Experimental results

The beta-barrel protein GFP has been shown by coherent neutron scattering to undergo collective motions of the secondary structural units at ~1 THz.[11] These motions are thought to be sensitive to local rigidity within proteins, revealing beta structures to be generically more rigid than alpha or disordered proteins.[12][13]

Quasi-continuum model

The quasi-continuum model is one model developed to identify and analyze this kind of low-frequency motions in protein and DNA molecules. This model operates on an intermediate level of complexity between the elastic global model, which treats the biomolecule as a continuous elastic sphere, and atomistic normal mode methods.[14] It treats the biomolecule's backbone as a continuous mass distribution, with discrete interactions representing hydrogen bonds modeling the effects of internal conformation. This has the advantage of being simpler than explicit-atom methods, and providing a much more intuitive physical picture of the dynamics involved.[4]

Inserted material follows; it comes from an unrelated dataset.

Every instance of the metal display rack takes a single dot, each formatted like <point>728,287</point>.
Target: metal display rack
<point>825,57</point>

It has been successfully used to simulate various low-frequency collective motions in protein and DNA molecules, such as accordion-like motion, pulsation or breathing motion, as reflected by the fact that the low-frequency wave numbers thus derived were quite close to the experimental observations.[15][16][17][18]

Application to biological functions and medical treatments

Many biological functions and their profound dynamic mechanisms can be revealed through the low-frequency collective motion or resonance in protein and DNA molecules, such as cooperative effects,[19][20] allosteric transition,[21] and intercalation of drugs into DNA.[22] In this regard, some phenomenological theories[23] were established. Meanwhile, the solitary wave motion was also used to address the internal motion during microtubule growth.[24] The relationship between solitons—a self-reinforcing solitary wave (a wave packet or pulse) that maintains its shape while it travels at constant speed—and the low-frequency phonons in proteins have been discussed in a recent paper.[25]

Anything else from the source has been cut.